Agar tetap aman, dr. Fery menyarankan konsumsi kunyit tidak melebihi 3 gram per hari. Jika digunakan dalam bentuk suplemen kurkumin, sebaiknya memilih produk yang mengandung piperin dari lada hitam. Piperin dapat meningkatkan penyerapan kurkumin di dalam tubuh, sehingga manfaatnya dapat diperoleh tanpa perlu mengonsumsi dosis tinggi.

Kelompok tertentu juga perlu lebih berhati-hati dalam mengonsumsi kunyit.
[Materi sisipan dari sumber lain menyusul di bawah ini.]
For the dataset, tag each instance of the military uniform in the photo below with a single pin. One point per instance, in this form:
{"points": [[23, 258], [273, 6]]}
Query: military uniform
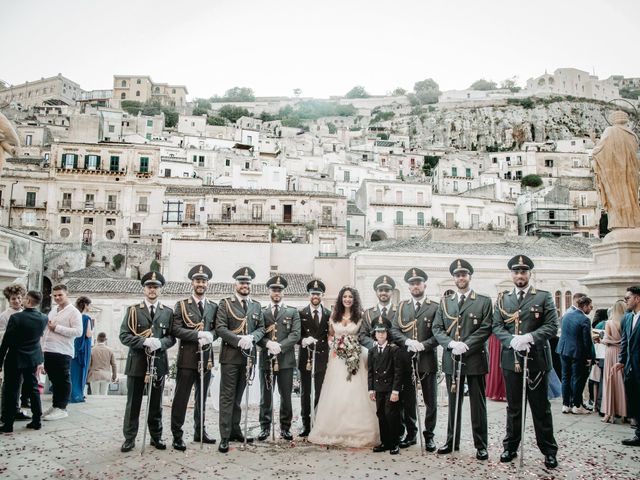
{"points": [[138, 325], [385, 376], [232, 322], [317, 328], [366, 334], [188, 322], [534, 315], [412, 324], [466, 320], [285, 330]]}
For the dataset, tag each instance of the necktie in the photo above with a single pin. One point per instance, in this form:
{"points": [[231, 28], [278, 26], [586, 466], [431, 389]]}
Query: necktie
{"points": [[461, 302]]}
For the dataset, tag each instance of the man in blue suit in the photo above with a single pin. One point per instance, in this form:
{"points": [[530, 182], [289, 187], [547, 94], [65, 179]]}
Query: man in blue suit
{"points": [[576, 350], [629, 359]]}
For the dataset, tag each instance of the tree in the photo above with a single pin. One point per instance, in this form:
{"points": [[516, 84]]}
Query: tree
{"points": [[233, 113], [239, 94], [483, 84], [357, 92], [531, 181], [425, 92]]}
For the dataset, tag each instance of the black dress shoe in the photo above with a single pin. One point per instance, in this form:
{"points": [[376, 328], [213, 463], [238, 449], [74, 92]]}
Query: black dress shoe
{"points": [[205, 439], [21, 416], [34, 425], [127, 446], [632, 442], [178, 444], [482, 454], [550, 461], [507, 456], [407, 442], [158, 443], [224, 445]]}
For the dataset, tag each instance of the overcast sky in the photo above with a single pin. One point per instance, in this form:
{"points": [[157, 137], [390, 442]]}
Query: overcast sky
{"points": [[323, 47]]}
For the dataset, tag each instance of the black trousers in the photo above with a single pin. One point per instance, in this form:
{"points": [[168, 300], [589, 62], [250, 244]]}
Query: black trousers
{"points": [[135, 391], [232, 383], [540, 412], [57, 367], [185, 380], [284, 379], [388, 413], [478, 407], [11, 392], [305, 394]]}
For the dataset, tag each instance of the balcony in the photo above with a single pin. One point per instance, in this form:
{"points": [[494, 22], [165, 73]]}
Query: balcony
{"points": [[93, 207], [91, 171]]}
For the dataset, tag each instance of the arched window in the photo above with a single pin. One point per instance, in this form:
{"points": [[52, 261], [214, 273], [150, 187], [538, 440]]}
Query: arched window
{"points": [[567, 299]]}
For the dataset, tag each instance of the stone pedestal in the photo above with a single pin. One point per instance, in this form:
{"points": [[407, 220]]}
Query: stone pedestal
{"points": [[616, 266]]}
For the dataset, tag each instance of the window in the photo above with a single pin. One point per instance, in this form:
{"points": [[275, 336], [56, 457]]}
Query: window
{"points": [[144, 164], [256, 211], [31, 199], [114, 163]]}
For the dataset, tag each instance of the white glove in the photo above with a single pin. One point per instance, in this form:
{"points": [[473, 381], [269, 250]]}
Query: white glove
{"points": [[273, 347], [206, 336], [308, 341], [152, 344], [245, 342]]}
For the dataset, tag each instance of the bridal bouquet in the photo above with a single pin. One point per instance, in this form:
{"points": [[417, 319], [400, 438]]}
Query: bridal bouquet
{"points": [[348, 349]]}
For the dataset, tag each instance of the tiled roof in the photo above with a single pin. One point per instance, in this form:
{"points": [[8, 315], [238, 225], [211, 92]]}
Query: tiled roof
{"points": [[531, 246], [297, 286]]}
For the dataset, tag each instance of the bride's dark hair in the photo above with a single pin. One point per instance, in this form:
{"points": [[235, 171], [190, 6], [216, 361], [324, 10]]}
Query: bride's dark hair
{"points": [[356, 310]]}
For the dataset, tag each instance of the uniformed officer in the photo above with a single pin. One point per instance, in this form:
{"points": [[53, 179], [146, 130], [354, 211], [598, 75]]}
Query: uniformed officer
{"points": [[385, 382], [278, 357], [462, 327], [524, 320], [146, 330], [194, 325], [411, 330], [240, 324], [314, 321], [383, 286]]}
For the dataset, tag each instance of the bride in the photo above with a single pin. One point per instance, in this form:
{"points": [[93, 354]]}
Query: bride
{"points": [[345, 415]]}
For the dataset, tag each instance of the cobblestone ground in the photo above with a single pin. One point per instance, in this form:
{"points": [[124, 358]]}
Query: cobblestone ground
{"points": [[86, 445]]}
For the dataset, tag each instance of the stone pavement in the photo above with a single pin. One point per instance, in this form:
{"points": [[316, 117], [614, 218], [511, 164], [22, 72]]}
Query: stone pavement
{"points": [[86, 445]]}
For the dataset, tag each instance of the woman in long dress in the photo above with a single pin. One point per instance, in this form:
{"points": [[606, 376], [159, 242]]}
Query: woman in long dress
{"points": [[79, 367], [345, 415], [614, 403]]}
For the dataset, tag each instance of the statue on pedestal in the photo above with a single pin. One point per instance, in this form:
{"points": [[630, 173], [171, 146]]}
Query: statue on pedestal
{"points": [[617, 168]]}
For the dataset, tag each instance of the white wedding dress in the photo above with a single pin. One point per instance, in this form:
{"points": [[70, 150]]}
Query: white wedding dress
{"points": [[345, 415]]}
Penderita batu ginjal maupun pasien dengan gangguan ginjal kronis dianjurkan untuk berkonsultasi terlebih dahulu dengan tenaga medis sebelum mengonsumsi kunyit secara rutin. Dengan penggunaan yang tepat dan tidak berlebihan, kunyit tetap dapat dinikmati sebagai bumbu masakan maupun minuman herbal yang bermanfaat bagi kesehatan.